With llama-server I get 130 t/s on simple GGUF, would this model give me more speed with vllm?
It depends what you mean by speed.
For single-user, single-stream decode, I would not expect a huge automatic win over a well-tuned GGUF/llama.cpp setup. On my setup, interactive decode is usually in the same practical range, roughly around 100-170 tok/s depending on prompt, context length, settings, and measurement method.

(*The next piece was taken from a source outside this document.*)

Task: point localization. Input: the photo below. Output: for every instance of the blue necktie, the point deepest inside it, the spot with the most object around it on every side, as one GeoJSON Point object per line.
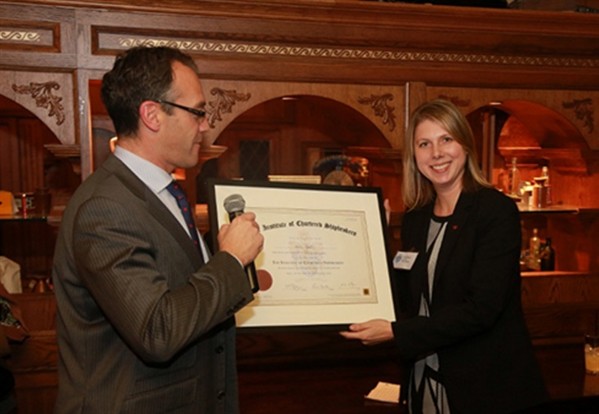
{"type": "Point", "coordinates": [177, 192]}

If you already get 130 tok/s in llama-server, vLLM may not feel dramatically faster for one simple stream.
Where vLLM helps more is:
- batching / concurrent users
- OpenAI-compatible serving
- long-context scheduling
- FP8 KV cache
- higher aggregate throughput
- production-style serving controls
So for one local chat session, llama.cpp/GGUF can be very competitive. For serving multiple requests or doing long-context workloads, vLLM is the more interesting path.
Also note that this is not the same model format: this is the NVIDIA NVFP4 / ModelOpt checkpoint running through vLLM, not a GGUF conversion. My setup is optimized mainly for long context on a single RTX 5090, not maximum single-stream tok/s.